By Sharon A. Aronovitch, PhD, RN, CWOCN
Before you begin to write your next scholarly paper, you may want to think about the four different types of writing one can do:
- Expository (informing the reader about a specific topic)
- Descriptive (describing a subject or person using sensory details)
- Persuasive (convincing the reader of your point of view)
- Narrative (telling a story)
The first step in writing a paper is to read your assignment instructions to determine what you need to accomplish. You should also look at the scoring rubric to learn the expectations you need to meet to receive an exemplary grade. Once you understand the expectations of your writing assignment you will need to research the topic.
A good place to start your research is in the Excelsior College Library. Information available on the library’s “Starting Your Research” page is an invaluable resource that can help keep you on track. You can also make use of Excelsior’s library research guides, because you never know when information from another discipline may support your topic.
It’s acceptable to use search engines, such as Google Scholar, RefSeek, and JURN, when writing a research paper. However, you need to remember that Wikipedia is not considered a scholarly source of information. As you find supporting evidence for your paper, rather than copying research material word for word, you should begin to paraphrase what you have learned.

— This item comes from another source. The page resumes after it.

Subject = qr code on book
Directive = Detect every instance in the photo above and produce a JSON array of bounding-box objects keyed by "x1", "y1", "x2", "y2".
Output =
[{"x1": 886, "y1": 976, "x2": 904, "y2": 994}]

Writing a scholarly paper is a fairly easy process when you start with an outline for your topic. Remember the rubric for your written assignment? The rubric is actually your outline for the paper. Once you have developed your rubric-based outline, all that’s left for you to do is fill in the required information underneath each heading.
Dr. Kehm’s article Elements of a Well Written Paper points out several important components of a scholarly paper. These include the introduction, thesis, and conclusion. The body of the paper will be based on the outline you developed from either the assignment instructions or the scoring rubric.